Она отлично накормила сына, подав свежеиспеченный сассекский торт и горячий поджаренный хлеб, намазанным джемом, который Джофри особенно любил. Затем, усевшись на кожаный пуф — прямая и стройная, — она взялась за вязанье, а сын, вытянув ноги перед ярким огнем, лениво покуривал сигарету, выпуская дым через нос.
Аделаида завела разговор о том, что было наиболее близко сердцу сына: сколько ему удастся настрелять дичи во время финальных состязаний охотников Стилуотера; какое место займут его гончие на предстоящих соревнованиях; какой приз он может получить на скачках с препятствиями для джентльменов-наездников в Чиллинхеме.
Время приятно текло для Джофри, наслаждавшегося звуками собственного голоса. Мамаша умела доставить ему удовольствие, она не хуже кого угодно понимала толк в лошадях, ну и, конечно, боготворила его. Часы пробили шесть. Погасив последнюю сигарету, Джофри неторопливо поднялся с кресла.
— Благодарю за милую беседу и чай, матушка. Так приятно было поболтать с вами.
— Мне тоже, Джофри. — Она вышла с ним в холл, помогла надеть тяжелое, подбитое мехом пальто, затем, стоя под газовым рожком с зеленым абажуром, создававшим в комнате освещение подводного царства, как бы вскользь заметила: — Кстати, я слышала, что твой кузен вернулся домой.
— Да, такая неприятность. Я, конечно, не намерен встречаться с ним.

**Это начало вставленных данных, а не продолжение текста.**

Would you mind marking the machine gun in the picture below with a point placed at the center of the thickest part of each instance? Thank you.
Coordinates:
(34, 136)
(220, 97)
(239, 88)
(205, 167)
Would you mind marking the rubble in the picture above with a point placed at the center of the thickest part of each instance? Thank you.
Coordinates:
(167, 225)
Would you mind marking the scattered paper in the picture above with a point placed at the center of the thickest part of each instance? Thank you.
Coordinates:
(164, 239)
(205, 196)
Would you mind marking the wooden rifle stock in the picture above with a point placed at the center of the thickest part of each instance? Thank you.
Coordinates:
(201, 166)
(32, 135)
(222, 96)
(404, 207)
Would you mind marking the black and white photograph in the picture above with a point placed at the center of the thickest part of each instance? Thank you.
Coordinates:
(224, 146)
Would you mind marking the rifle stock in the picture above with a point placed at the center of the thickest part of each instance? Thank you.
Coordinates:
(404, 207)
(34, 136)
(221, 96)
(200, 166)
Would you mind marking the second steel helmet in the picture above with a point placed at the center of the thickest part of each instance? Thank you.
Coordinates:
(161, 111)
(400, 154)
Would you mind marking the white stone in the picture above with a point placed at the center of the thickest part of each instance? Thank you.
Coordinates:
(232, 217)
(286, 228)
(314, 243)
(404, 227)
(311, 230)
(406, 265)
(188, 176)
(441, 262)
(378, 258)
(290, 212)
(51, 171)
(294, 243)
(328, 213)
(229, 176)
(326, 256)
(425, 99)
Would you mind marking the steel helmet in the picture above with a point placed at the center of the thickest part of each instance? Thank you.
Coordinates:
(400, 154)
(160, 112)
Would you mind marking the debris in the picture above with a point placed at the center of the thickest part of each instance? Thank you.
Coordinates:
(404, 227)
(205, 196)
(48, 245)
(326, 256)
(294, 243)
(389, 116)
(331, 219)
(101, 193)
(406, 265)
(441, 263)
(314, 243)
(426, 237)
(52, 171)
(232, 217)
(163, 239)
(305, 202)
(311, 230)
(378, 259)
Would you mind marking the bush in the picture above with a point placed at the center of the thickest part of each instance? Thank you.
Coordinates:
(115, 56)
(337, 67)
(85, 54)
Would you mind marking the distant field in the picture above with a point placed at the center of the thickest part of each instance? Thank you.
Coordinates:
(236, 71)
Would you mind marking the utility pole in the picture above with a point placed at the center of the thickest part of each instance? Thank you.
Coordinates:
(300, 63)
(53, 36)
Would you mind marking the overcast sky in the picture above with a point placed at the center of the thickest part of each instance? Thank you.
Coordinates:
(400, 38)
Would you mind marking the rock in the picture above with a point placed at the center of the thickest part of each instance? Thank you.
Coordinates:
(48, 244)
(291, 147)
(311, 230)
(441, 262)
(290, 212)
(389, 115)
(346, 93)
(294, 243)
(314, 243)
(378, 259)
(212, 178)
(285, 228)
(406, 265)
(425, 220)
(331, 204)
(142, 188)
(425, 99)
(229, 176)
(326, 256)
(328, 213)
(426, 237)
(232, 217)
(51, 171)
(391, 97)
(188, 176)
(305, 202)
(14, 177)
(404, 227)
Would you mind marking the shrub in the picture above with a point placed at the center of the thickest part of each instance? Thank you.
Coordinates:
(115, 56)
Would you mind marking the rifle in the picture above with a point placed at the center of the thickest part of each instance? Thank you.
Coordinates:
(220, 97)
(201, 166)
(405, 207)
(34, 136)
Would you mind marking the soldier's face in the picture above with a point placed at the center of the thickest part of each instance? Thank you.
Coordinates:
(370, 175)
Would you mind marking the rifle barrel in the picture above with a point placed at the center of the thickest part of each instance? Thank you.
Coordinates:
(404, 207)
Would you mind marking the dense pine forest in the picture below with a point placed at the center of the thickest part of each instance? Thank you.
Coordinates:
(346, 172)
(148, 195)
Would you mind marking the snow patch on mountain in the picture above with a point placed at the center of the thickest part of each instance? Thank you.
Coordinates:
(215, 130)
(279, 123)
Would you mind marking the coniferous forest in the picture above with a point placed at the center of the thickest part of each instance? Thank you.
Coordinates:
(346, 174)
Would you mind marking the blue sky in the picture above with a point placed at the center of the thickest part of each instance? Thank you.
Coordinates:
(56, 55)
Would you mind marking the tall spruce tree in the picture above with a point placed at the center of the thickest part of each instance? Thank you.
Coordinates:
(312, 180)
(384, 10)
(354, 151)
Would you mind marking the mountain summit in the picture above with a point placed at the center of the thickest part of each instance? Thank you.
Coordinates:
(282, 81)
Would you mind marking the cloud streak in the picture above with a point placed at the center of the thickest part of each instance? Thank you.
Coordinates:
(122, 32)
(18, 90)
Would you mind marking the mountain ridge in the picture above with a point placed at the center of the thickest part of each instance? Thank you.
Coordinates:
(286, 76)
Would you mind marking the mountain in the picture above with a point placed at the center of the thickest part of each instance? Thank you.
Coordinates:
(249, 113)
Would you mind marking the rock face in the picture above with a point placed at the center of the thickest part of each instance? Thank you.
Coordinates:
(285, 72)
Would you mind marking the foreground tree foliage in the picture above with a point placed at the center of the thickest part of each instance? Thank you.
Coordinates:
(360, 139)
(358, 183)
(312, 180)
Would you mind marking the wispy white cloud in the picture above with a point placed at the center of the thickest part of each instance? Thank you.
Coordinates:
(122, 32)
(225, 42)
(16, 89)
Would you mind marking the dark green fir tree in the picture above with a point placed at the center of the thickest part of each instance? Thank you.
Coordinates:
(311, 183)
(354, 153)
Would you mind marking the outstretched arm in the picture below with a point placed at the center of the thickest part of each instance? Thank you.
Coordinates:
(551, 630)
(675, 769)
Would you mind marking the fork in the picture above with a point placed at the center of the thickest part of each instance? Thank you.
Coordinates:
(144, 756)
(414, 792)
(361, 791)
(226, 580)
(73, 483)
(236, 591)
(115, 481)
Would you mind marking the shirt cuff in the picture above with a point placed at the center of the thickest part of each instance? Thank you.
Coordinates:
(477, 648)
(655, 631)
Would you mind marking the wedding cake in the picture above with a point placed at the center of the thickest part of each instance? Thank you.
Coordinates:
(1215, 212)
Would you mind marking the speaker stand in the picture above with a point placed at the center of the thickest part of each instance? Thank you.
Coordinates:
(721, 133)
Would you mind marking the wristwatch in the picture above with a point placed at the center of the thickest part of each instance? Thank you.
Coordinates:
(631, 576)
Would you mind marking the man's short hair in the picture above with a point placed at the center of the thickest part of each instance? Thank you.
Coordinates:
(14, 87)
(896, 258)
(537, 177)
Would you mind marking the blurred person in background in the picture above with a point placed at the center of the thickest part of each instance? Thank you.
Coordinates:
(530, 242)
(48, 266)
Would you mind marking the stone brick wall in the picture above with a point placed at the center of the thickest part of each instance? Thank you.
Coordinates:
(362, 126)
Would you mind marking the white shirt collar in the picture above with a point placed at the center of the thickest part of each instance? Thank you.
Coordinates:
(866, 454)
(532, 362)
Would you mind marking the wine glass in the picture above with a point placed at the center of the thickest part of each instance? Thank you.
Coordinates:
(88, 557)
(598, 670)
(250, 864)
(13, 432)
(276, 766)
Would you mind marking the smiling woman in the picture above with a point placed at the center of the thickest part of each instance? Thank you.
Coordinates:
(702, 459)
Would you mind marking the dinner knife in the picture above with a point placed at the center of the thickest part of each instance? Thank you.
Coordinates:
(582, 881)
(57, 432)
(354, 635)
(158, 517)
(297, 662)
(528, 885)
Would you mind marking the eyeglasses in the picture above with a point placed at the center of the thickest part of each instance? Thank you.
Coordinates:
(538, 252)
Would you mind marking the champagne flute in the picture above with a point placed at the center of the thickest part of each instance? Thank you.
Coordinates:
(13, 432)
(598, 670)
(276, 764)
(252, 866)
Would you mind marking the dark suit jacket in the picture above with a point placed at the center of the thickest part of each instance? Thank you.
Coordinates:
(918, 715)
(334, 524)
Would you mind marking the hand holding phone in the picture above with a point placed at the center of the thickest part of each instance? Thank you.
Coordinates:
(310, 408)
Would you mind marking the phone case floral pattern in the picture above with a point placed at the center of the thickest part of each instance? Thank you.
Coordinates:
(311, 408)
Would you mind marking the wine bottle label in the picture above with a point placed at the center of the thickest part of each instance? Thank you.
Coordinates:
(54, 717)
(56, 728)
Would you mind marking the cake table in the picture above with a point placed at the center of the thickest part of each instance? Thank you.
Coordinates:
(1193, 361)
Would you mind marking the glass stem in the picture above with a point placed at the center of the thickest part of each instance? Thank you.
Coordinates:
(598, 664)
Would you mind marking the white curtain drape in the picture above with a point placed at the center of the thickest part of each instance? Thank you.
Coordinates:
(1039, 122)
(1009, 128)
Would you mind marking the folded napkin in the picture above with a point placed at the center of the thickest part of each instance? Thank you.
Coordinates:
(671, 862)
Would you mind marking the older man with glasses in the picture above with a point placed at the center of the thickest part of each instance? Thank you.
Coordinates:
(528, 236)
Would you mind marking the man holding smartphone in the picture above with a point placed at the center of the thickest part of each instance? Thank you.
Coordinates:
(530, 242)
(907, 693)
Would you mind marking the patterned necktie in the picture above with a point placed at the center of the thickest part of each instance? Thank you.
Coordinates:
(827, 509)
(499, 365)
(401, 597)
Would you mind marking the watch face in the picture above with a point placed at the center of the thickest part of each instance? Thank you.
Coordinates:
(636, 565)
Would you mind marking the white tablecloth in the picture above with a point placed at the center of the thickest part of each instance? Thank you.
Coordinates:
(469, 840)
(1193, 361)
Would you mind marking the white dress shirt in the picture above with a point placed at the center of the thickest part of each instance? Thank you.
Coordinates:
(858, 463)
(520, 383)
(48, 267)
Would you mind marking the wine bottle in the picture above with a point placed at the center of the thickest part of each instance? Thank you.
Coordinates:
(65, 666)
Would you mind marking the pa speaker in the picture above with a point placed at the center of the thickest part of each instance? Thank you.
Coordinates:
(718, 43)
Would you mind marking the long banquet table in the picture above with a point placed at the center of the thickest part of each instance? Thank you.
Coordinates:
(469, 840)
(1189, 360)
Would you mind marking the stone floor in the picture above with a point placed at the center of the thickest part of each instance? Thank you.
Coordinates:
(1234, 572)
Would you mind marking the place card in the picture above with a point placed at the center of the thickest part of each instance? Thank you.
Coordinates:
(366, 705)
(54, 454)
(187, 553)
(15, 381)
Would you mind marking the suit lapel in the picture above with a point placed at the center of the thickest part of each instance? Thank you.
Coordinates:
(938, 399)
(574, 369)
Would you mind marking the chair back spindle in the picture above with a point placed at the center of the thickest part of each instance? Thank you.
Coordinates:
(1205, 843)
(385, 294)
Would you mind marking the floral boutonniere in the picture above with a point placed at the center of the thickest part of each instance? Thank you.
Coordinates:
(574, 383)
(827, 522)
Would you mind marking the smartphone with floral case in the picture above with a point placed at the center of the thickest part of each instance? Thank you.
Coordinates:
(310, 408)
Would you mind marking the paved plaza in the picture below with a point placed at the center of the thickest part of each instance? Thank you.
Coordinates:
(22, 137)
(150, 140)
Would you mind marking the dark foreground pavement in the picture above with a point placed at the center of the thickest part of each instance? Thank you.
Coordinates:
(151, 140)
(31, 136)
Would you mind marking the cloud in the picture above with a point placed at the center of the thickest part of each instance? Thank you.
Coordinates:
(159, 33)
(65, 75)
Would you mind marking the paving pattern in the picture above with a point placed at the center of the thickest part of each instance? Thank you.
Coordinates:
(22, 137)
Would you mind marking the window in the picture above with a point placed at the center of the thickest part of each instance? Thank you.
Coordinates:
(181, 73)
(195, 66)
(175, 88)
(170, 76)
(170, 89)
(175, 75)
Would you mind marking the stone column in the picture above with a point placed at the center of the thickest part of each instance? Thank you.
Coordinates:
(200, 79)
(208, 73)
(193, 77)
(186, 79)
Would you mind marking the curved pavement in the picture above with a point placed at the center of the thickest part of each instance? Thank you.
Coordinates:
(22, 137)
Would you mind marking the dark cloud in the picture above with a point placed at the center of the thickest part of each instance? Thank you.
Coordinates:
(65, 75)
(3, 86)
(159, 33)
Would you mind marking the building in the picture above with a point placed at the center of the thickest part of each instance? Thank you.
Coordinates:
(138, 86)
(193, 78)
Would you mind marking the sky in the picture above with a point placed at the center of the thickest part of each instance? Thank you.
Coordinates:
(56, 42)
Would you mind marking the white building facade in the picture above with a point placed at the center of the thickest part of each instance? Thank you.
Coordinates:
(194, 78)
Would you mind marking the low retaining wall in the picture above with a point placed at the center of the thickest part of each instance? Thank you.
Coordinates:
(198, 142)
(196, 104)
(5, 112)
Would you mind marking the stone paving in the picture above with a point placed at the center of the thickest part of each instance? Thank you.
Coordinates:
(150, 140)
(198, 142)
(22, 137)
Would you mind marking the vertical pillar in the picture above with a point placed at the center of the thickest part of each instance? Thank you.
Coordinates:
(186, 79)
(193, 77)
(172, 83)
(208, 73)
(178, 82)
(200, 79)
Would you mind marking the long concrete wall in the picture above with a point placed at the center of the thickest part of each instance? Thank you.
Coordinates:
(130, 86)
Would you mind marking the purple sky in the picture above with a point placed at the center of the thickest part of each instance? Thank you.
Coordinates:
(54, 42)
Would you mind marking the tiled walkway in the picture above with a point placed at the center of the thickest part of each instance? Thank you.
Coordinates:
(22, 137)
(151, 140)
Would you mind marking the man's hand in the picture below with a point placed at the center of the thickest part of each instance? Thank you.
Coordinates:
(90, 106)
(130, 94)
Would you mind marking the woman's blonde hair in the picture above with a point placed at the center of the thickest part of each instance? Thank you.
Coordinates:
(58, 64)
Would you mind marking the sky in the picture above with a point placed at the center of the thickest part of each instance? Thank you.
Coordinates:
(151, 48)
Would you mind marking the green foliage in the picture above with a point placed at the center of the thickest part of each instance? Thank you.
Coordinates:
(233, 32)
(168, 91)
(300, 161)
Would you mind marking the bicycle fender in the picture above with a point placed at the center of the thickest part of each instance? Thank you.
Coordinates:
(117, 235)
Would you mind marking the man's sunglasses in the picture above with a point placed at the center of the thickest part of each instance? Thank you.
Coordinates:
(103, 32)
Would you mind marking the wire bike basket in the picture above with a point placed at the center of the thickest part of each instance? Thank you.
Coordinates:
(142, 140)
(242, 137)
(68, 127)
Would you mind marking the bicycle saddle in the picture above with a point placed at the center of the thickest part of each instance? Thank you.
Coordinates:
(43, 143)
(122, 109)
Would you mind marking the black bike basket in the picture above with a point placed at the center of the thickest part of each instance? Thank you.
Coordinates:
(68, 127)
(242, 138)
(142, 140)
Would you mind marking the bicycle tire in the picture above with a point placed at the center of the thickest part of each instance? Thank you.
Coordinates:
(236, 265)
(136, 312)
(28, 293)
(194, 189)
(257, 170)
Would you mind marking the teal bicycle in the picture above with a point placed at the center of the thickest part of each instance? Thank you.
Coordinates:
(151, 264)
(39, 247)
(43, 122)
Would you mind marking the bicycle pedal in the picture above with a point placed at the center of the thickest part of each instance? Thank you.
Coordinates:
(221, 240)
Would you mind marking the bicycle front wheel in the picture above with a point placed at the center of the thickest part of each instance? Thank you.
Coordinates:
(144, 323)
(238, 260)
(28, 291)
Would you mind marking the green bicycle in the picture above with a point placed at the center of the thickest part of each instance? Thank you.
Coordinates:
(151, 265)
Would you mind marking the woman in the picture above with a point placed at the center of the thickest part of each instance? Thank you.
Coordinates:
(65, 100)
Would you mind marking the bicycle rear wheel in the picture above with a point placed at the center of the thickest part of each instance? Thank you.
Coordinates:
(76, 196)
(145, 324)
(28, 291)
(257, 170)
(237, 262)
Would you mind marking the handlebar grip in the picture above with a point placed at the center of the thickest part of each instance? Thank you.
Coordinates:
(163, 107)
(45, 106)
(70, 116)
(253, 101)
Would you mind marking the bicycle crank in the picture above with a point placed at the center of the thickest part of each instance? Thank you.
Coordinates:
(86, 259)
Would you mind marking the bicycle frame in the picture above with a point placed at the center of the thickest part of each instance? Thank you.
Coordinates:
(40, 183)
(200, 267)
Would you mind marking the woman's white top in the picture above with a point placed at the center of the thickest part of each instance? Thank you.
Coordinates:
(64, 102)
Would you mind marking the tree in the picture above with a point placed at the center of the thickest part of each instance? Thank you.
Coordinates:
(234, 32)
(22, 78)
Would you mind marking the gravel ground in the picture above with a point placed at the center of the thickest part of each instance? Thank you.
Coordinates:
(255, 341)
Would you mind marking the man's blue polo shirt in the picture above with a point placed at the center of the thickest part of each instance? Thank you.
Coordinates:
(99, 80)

— Это разумно, Джофри. И на твоем месте я посоветовала бы Клэр держаться от него подальше.
Джофри, повязывавший в эту минуту цветастый шарф, приостановился и посмотрел на мать.
— Что вы хотите сказать этим?
— А вот что… Ты, конечно, не забыл, что вытеснил его из сердца Клэр… Это должно страшно уязвлять его. А после всех этих лет, проведенных в самых низкопробных парижских притонах… ему не очень-то можно доверять.
— Можете не напоминать мне об этом, я и сам знаю. Этот малый способен на все.
— В таком случае, чтобы я была спокойна, непременно поговори с нашей милой Клэр.
Он завязал наконец шарф и оглядел себя в небольшом зеркале у вешалки.